Il giudice non ha però respinto la petizione o le sue motivazioni ma ha anzi accelerato i tempi fissando una nuova udienza martedì prossimo, durante la quale il Governo dovrà anche spiegare le proprie ragioni per la decisione “nell'interesse della giustizia”.

Un altro tentativo simile al tribunale di Belfast non ha avuto miglior fortuna e il giudice ha deciso di rinviare l'udienza alla settimana prossima.
Un'udienza è stata invece concessa per il 5 settembre a Londra per la causa contro il Governo intentata dall'attivista Gina Miller. L'ex premier conservatore Sir John Major si è alleato con Miller per l'occasione, dichiarando che unirsi per un'unica causa elimina le duplicazioni e accelera i tempi. Major ha definito la mossa di Johnson un gesto non democratico e contrario alla tradizione britannica della sovranità del Parlamento.

Le promesse del Governo
Johnson ha annunciato oggi che i negoziatori britannici avranno incontri più frequenti con le controparti Ue a Bruxelles nelle prossime settimane per tentare di trovare un compromesso prima del summit europeo del 17 ottobre.

Il premier si è impegnato ad attuare Brexit entro la data prevista del 31 ottobre “a qualsiasi costo” ma insiste che preferirebbe uscire con un accordo. Johnson si era anche detto disposto a fare proposte nuove e credibili alla Ue per sbloccare i negoziati, ma per ora non ha reso note le sue intenzioni, limitandosi a dichiarare che la backstop va del tutto eliminata.

La polizza di assicurazione per impedire il ritorno a controlli al confine interno in Irlanda è la parte più controversa dell'accordo di recesso che il Parlamento di Westminster ha bocciato per tre volte. Bruxelles ha ribadito di attendere “proposte concrete” da parte di Londra.

Le strategie dell'opposizione
Molti deputati non condividono l'ottimismo di Johnson che un accordo con la Ue è ancora possibile nel breve tempo a disposizione e si stanno mobilitando per bloccare un “no deal”. L'alleanza tra parlamentari di tutti i partiti si sta rafforzando e punta ad approvare una legge per rinviare Brexit in tempo record la settimana prossima, tra martedì 3 settembre quando riprendono i lavori dopo la pausa estiva e il 10 settembre quando il Parlamento sarà chiuso per ordine del Governo.

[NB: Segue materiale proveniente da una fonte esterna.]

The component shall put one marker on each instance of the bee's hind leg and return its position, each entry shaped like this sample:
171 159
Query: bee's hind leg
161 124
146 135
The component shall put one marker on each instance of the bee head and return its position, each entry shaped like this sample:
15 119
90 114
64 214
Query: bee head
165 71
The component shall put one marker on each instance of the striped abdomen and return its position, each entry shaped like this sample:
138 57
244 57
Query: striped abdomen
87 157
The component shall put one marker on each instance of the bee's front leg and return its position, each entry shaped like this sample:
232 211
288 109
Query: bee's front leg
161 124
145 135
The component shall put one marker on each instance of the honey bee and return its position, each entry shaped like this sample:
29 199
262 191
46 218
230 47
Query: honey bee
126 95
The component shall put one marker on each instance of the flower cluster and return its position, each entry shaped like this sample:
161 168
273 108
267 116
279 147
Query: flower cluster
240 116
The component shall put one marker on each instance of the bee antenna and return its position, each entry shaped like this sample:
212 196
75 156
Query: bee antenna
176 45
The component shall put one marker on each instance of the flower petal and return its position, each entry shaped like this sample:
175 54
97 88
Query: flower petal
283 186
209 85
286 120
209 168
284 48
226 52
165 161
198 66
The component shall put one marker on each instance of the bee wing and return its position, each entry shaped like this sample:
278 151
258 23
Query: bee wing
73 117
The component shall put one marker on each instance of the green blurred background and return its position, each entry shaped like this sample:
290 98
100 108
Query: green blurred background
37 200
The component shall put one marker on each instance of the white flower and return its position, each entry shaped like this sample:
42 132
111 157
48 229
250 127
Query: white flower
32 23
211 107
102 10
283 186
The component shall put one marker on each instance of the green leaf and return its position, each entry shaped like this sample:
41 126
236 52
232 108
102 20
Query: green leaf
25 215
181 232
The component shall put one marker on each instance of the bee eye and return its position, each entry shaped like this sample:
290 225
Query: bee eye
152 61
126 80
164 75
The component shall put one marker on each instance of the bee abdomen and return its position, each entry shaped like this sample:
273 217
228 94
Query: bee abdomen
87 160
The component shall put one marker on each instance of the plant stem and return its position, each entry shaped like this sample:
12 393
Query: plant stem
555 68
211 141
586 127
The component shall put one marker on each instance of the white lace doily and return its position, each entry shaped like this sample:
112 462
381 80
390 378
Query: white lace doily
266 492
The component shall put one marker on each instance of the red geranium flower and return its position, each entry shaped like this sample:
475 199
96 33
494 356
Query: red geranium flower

Per raggiungere l'obiettivo i deputati sono diposti a proseguire i lavori della House of Commons anche durante il fine settimana. Stamani il notabile conservatore, Sir Oliver Letwin, ha confermato di avere discusso delle procedure pratiche per accelerare i tempi con lo Speaker del Parlamento, John Bercow, che ha criticato la decisione del Governo di sospendere il Parlamento come “un oltraggio alla Costituzione”.